Slaveholder religion on the other hand was conservative in the sense that it aimed at keeping privilege for some at the cost of enslavement of others. But that religious tradition that eventually evolved into fundamentalism was not preserving unchanging truth. It was deeply reactionary. Uncomfortable about change of a sort that has not historically unsettled Christians, they made a religion that aimed to preserve an imagined golden age of the past.
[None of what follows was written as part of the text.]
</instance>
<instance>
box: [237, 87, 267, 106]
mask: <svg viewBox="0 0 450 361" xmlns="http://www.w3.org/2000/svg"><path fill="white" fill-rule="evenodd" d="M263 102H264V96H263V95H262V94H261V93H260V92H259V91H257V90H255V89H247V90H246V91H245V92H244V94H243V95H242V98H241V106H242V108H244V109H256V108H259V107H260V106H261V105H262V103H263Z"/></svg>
In both cases theology and society go hand in hand. I have moved on my journey in more than one way, but I am convinced that the way I have moved has brought me closer to the liberality, the inclusivity, the emphasis on social and economic justice, of Jesus and his earlist followers. So if I’m trying to stay true to that while applying those core emphases in our time, am I “liberal” or “conservative”? Both, in different senses. To be true to a liberal vision with which one’s religion or nation was founded is a deeply conservative thing to do in relation to that heritage.

So what is a good label for those who are who are neither conservative nor Christian in the senses explored here, since as we have seen the application of the term “conservative Christian” is  at best inaccurate and misleading? Of late a couple that have seemed particularly appropriate are “Beast-worshipers” and “Antichristians.” On the one hand, as Alex Cole put it, “Christians spend generations warning us about the coming of the Antichrist, and when he does show up, they line up to vote for him.” The whole Left Behind/End Times scenario is a fabrication of that tradition with little basis in the Bible, but that doesn’t lessen the irony.

On the other hand, those who bowed to the power of Rome and worshiped its gods that represent its imperial authority, rather than remaining faithful to Christ at cost to themselves, were the actual focus of the Book of Revelation in its historical context.

Either way, it seems apt to refer to the Trumpists, Magagelicals, or whatever else one might call them as devotees of the Beast, of Antichrist.

If we go with something more mundane, the label Religious Right is not bad, as long as there is awareness that the right end of the political spectrum has historically represented authoritarianism and fascism.

What term would you recommend, for those who want to keep the label Christian for themselves, sharing it among genuine liberals and conservatives, while emphasizing that the political club that waves a religious banner is a fundamental betrayal of the core of what it means to be Christian, as well as of what it means to be American?